Bychkov made extensive recordings for Philips with the Berlin Philharmonic, Bavarian Radio, Concertgebouworkest, Philharmonia, London Philharmonic and Orchestre de Paris. His 13-year collaboration (1997–2010) with WDR Symphony Orchestra Cologne produced a series of benchmark recordings that included works by Strauss (Elektra, Daphne, Ein Heldenleben, Metamorphosen, Alpensinfonie, Till Eulenspiegel), Mahler (Symphony No. 3, Das Lied von der Erde), Shostakovich (Symphony Nos. 4, 7, 8, 10, 11), Rachmaninoff (The Bells, Symphonic Dances, Symphony No. 2), Verdi (Requiem), a complete cycle of Brahms Symphonies, and works by Detlev Glanert and York Höller. His recording of Tchaikovsky’s Eugene Onegin was recommended by BBC’s Radio 3’s Building a Library (2020); Wagner’s Lohengrin was BBC Music Magazine’s Record of the Year (2010); and Schmidt’s Symphony No. 2 with the Vienna Philharmonic was BBC Music Magazine’s Record of the Month (2018). Of The Tchaikovsky Project released in 2019, BBC Music Magazine wrote: “The most beautiful orchestra playing imaginable can be heard on Semyon Bychkov’s 2017 recording with the Czech Philharmonic, in which Decca’s state-of-the‑art recording captures every detail.”
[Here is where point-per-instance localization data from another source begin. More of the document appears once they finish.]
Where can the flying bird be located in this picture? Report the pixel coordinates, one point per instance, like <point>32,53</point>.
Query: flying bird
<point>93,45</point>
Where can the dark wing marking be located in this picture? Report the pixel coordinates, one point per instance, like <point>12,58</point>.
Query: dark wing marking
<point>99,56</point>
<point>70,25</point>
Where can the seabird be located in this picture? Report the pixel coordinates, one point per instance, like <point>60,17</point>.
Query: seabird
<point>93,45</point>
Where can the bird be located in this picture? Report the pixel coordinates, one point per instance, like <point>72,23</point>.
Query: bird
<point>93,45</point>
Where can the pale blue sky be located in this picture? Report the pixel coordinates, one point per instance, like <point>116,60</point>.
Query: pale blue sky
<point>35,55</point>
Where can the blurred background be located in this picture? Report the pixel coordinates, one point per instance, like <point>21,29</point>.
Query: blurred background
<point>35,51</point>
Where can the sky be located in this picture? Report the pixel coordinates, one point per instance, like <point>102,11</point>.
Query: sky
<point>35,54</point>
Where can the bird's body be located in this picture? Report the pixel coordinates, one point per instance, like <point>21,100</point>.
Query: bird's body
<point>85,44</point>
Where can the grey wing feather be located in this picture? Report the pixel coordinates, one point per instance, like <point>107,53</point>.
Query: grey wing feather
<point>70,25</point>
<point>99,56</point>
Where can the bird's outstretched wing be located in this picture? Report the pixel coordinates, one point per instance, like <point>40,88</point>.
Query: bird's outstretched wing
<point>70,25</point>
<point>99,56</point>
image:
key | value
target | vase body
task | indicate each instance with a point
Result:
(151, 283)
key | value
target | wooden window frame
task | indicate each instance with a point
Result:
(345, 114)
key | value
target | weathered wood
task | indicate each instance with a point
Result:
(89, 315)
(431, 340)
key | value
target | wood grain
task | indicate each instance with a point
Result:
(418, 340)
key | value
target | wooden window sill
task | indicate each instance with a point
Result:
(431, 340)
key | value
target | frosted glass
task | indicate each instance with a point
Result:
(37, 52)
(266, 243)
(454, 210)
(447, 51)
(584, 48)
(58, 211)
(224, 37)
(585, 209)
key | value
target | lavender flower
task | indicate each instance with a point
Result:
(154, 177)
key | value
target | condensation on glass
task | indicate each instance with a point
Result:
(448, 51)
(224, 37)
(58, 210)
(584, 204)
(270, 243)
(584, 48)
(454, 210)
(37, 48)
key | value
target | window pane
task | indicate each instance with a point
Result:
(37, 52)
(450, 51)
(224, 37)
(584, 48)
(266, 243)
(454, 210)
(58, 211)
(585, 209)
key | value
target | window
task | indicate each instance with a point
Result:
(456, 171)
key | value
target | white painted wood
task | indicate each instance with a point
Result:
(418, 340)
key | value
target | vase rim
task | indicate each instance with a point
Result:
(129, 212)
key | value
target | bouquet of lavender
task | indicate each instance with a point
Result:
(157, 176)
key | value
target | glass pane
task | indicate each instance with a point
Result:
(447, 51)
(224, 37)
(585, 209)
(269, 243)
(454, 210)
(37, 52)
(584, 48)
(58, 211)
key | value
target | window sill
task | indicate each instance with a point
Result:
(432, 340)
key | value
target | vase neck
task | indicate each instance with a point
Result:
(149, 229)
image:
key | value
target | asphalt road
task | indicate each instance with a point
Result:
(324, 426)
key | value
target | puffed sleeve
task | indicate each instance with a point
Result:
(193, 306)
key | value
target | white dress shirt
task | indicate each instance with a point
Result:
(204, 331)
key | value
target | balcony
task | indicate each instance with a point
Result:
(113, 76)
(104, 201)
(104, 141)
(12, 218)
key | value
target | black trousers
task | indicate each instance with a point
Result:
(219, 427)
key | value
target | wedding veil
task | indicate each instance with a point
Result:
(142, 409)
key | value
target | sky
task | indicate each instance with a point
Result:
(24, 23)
Bychkov was the first musician to express his position on the outbreak of the war in Ukraine, since when he has spoken in support of Ukraine in Prague’s Wenceslas Square; on radio and television in the Czech Republic, France, Germany, Austria, the UK and the USA; written By Invitation for The Economist; and appeared as a guest on BBC World’s HARDtalk. 

In October 2022, Semyon Bychkov was named Musical America’s Conductor of the Year Worldwide. Earlier in the year he received an Honorary Doctorate from the Royal Academy of Music and, in 2015 he was named Conductor of the Year by the International Opera Awards.